毎回つらい「白紙のスライド」問題
上司から「来週の定例で報告よろしく」と言われたとき、一番つらいのはパワポを開いた瞬間だと思う。
真っ白な1枚目のスライドを前に、「何から書けばいいんだっけ……」とフリーズすること、ありませんか? 私はしょっちゅうです。内容は頭の中にあるのに、それをどういう順番で並べればいいのか分からない。気づけば構成を考えるだけで1時間、そこから中身を埋めてもう1時間。結局その日は残業コースになる。
そこで試してみたのが、AIに「スライドの骨組み」だけ先に作ってもらうという方法です。
やり方はシンプル
使ったのはChatGPTとClaude。どちらも無料プランで試せます。
やることは1つだけ。こんなふうに話しかけます。
以下の内容で社内プレゼン資料の構成を考えてください。
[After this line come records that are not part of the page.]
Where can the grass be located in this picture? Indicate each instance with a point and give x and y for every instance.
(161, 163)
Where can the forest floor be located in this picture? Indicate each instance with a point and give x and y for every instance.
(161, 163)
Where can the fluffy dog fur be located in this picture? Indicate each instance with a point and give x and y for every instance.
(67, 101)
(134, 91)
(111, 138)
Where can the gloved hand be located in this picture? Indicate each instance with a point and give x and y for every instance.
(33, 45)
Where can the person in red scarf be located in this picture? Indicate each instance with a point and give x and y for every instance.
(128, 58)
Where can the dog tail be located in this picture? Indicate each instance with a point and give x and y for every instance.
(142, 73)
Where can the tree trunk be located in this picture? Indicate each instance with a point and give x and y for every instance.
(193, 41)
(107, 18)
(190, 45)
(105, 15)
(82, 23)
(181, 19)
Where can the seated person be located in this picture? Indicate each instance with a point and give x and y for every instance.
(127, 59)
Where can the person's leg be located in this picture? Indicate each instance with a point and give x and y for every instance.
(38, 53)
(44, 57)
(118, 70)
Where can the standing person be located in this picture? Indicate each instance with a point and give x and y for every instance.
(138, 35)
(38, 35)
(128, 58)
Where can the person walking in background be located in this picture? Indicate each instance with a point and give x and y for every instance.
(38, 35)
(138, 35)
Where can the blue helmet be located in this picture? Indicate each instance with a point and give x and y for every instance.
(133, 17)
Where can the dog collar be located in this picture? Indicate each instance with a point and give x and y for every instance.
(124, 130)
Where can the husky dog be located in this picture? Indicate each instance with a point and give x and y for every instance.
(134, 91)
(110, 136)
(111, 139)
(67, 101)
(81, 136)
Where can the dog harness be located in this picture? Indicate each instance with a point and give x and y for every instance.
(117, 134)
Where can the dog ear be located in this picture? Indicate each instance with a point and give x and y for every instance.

スライド1枚ごとに「タイトル」と「箇条書きで入れる内容」を書いてください。
- テーマ:4月の業務改善提案
- 伝えたいこと:問い合わせ対応のテンプレート化で月10時間削減できる
- 聞く人:課長と同じチームのメンバー5人
- 持ち時間:10分
ポイントは**「誰に向けて」「何分で」話すかを伝える**こと。これだけで、AIが聞き手に合わせた構成を提案してくれます。
ChatGPTとClaudeで比べてみた
ChatGPTの場合
ChatGPTは7枚構成を提案してきました。
- スライド1:タイトル+日付
- スライド2:現状の課題(問い合わせ対応に月○時間)
- スライド3:原因分析
- スライド4:提案内容(テンプレート化)
- スライド5:期待される効果
- スライド6:導入スケジュール
- スライド7:まとめ・お願いしたいこと
王道のビジネスプレゼン構成という感じ。各スライドに入れるべき箇条書きも3〜4個ずつ添えてくれて、そのままパワポに転記できるレベルでした。
Claudeの場合
Claudeは6枚構成で、少しコンパクト。
- スライド1:タイトル
- スライド2:困っていること(現場の声を入れる)
- スライド3:提案の中身
- スライド4:ビフォーアフター比較
- スライド5:進め方
- スライド6:まとめと次のアクション
特徴的だったのは「ビフォーアフター比較」のスライドを入れてきたこと。数字で見せると説得力が出るという意図が感じられて、なるほどと思いました。また、各スライドの説明文がやや丁寧で、「このスライドでは聞き手にこう感じてもらうのが目的です」といったガイド付き。
どっちがよかった?
正直、どちらも十分使えるレベルでした。
- サクッと王道の構成が欲しい → ChatGPT
- 「なぜこの順番なのか」の説明も欲しい → Claude
私は両方の出力を見比べて、いいとこ取りで最終構成を決めました。これが一番おすすめです。
実際どれくらい時短になったか
以前は構成を考えるのに60分以上かかっていたのが、AIに骨組みを出してもらうことで10分に短縮されました。
作業の流れはこんな感じ。
- AIにプロンプトを投げる(2分)
- 出力を読んで、自分の状況に合わせて調整する(5分)
- パワポに転記して中身を埋め始める(ここからはもう手が止まらない)
大事なのは、AIの出力をそのまま使わないこと。あくまで「たたき台」として使って、自分の言葉や数字に差し替えていくのがコツです。構成さえ決まっていれば、中身を埋める作業はサクサク進みます。
もっとうまく使うコツ
何度か試してみて分かった、AIにいい構成を出してもらうためのコツを3つ紹介します。
1. 「聞き手」を具体的に伝える
「社内プレゼン」だけだとぼんやりした構成になりがち。「課長と同僚5人」「他部署の部長3人」など、具体的に書くと提案の粒度が変わります。
2. 持ち時間を伝える
5分なのか30分なのかで、スライドの枚数も深さもまったく違います。時間を伝えるだけで適切なボリュームに調整してくれます。
3. 「やり直し」を気軽にお願いする
最初の出力がしっくりこなかったら、「もう少しカジュアルなトーンで」「スライドを5枚以内にして」と追加で指示すればOK。AIは何回やり直しても嫌な顔をしません。これが人間の先輩に相談するのと違うところです。
まとめ
プレゼン資料づくりで一番エネルギーを使うのは「構成を考える」段階。ここをAIに任せるだけで、びっくりするくらいラクになります。
中身を考えるのは自分、並べ方を考えるのはAI。この役割分担を覚えてから、私は資料づくりで残業することがほぼなくなりました。
まずは次のプレゼンで一度試してみてください。白紙のスライドに怯える時間が、きっとゼロになりますよ。